Chemical induction of the Int in stable N. benthamiana PB LUC:YFP T1-A2 hairy roots. (A) Representation of the estradiol-inducible (EI) system EI Int (GB2313). In the absence of estradiol, the constitutively expressed chimeric trans-activator is confined to the cytoplasm. Upon addition of estradiol, it localizes to the nucleus where it induces the expression of Int. This enables the SET operation of the PB LUC:YFP switch turning on Fluc LUC expression. (B) Diagram of the EI Int experiment in hairy roots. DsRED (+) N. benthamiana PB LUC:YFP hairy roots transformed with EI Int were divided and incubated in Murashige-Skoog plates in the presence (SET) or absence of estradiol (Mock) for 3 days.
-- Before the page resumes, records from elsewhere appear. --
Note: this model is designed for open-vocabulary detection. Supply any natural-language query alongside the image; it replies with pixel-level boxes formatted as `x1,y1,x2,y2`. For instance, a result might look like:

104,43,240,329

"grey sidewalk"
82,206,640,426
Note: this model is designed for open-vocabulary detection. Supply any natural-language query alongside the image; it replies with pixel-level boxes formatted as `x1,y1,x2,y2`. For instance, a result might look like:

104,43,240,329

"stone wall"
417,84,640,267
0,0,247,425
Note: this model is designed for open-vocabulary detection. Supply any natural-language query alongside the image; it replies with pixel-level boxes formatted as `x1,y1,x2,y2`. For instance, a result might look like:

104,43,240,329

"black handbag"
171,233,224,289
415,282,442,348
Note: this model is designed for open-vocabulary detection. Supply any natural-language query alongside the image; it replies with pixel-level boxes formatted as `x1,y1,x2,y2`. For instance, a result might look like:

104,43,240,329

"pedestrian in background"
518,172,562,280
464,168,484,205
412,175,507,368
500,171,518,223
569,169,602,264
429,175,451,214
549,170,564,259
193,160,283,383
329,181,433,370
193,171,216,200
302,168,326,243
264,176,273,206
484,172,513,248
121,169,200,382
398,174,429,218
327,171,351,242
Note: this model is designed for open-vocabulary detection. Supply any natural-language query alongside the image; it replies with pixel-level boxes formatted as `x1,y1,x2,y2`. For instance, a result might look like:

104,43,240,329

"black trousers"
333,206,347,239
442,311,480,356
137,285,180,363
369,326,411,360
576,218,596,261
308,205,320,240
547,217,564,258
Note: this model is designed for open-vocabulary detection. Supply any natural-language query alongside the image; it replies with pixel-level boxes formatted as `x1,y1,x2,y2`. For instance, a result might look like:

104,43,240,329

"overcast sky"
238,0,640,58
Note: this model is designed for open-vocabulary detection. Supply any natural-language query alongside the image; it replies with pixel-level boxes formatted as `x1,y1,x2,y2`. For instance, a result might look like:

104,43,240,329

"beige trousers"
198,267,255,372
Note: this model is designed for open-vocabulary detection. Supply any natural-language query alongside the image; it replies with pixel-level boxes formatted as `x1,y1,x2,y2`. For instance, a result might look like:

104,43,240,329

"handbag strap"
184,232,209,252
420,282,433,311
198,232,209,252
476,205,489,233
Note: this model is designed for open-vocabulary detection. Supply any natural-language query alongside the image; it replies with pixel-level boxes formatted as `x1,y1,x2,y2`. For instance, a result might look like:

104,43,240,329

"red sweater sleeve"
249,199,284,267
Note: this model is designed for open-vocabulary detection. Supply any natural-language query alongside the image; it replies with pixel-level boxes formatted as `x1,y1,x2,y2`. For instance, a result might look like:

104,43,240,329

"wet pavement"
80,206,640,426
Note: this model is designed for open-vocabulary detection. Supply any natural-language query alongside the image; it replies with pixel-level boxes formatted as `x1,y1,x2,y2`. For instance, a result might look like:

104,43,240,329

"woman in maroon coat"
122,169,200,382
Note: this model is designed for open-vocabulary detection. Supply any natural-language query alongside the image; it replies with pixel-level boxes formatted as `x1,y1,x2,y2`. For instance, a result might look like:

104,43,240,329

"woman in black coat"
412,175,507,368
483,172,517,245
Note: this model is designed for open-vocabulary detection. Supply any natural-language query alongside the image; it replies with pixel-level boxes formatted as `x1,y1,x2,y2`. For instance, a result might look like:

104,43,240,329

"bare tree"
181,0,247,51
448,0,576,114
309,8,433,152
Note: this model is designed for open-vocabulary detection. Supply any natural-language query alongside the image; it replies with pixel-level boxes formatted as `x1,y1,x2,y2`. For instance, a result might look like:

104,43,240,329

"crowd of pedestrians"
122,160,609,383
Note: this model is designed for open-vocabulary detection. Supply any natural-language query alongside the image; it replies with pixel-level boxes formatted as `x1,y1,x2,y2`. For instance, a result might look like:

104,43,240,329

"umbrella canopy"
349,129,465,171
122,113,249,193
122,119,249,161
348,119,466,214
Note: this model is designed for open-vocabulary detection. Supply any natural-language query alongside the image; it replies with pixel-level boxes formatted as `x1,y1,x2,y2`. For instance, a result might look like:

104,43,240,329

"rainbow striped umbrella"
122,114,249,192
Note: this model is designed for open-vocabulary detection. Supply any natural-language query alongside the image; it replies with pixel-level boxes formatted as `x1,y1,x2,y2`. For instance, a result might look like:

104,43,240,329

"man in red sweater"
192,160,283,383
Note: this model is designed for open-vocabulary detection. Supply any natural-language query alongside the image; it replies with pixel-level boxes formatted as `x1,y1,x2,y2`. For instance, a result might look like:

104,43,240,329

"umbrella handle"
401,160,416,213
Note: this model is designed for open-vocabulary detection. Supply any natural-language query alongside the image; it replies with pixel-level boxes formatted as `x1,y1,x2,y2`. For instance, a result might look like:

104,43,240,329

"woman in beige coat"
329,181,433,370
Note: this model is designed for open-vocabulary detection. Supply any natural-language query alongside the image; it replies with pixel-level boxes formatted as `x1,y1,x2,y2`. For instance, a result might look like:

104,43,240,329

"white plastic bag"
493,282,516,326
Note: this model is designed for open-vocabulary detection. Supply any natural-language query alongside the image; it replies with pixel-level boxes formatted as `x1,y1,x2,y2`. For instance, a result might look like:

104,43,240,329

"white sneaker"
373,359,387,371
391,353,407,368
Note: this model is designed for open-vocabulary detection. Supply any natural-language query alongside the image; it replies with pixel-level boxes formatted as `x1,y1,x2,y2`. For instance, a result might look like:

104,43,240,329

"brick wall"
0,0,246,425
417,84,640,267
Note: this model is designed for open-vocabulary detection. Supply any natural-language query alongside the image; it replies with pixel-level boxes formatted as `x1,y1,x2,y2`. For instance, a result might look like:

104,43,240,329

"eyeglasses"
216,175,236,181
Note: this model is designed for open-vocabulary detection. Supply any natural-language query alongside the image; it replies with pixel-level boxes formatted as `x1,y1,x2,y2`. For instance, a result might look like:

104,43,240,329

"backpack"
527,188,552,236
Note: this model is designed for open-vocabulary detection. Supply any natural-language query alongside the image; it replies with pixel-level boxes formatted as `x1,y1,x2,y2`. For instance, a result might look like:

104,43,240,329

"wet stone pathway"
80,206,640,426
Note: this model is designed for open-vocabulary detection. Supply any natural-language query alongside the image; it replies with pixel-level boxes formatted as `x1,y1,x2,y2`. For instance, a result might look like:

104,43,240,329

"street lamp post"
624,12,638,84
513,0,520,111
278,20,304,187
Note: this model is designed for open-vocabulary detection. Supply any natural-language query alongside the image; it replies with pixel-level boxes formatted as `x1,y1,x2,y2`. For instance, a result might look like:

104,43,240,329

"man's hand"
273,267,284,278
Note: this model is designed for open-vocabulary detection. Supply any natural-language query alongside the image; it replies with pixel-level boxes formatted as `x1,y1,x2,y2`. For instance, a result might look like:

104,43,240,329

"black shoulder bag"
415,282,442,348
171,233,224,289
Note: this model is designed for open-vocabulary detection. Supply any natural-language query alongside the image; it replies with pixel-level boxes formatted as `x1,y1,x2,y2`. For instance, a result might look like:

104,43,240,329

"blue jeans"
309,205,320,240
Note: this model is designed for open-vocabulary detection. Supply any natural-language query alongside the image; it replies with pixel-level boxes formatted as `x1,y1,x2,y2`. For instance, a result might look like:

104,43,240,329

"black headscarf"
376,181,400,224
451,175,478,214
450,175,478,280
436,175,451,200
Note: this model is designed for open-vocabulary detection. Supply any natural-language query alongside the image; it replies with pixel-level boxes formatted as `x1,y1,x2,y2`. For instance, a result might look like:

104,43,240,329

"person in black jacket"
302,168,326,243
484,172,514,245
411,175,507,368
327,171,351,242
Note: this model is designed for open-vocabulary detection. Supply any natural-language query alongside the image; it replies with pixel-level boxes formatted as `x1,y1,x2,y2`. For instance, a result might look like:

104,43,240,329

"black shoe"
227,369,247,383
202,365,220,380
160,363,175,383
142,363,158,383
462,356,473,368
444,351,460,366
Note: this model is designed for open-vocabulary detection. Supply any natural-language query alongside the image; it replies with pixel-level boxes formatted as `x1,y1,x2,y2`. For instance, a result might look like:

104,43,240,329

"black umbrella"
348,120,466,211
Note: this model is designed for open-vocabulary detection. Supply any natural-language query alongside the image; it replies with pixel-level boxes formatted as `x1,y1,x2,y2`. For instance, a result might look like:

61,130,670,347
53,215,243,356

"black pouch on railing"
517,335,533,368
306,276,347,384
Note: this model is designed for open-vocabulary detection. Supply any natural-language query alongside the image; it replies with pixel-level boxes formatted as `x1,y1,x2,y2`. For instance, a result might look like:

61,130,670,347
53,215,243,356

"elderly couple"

After chemiluminescence imaging, roots were transferred to new estradiol-free plates where they remained for 7 days before imaging them again to measure Fluc activity. (C) Images of individual hairy roots samples derived from a T1-A2 plant transformed with EI LUC (GB2388) or EI Int (GB2313) constructs. The first row shows bright-field images (BF); the second row shows red fluorescence of the same samples for the detection of DsRED marker; the third and fourth rows show chemiluminescence images (FLuc) of the same samples taken with a LAS3000 imager at 3 and 10 days after estradiol treatment respectively; (D) Genotyping results of uninduced (left panel) and induced (central panel) EI Int hairy roots, including WT, PB LUC:YFP and RL LUC:YFP gDNAs as controls (right panel). A specific pair of primers for PB LUC:YFP and RL LUC:YFP amplification was used. (E) Quantification of the Fluc/Rluc ratios of estradiol-induced and mock EI Int hairy root lines. Roots were ground and 20 mg of powder was analyzed. Bars represent the mean of three technical replicates for an individual root.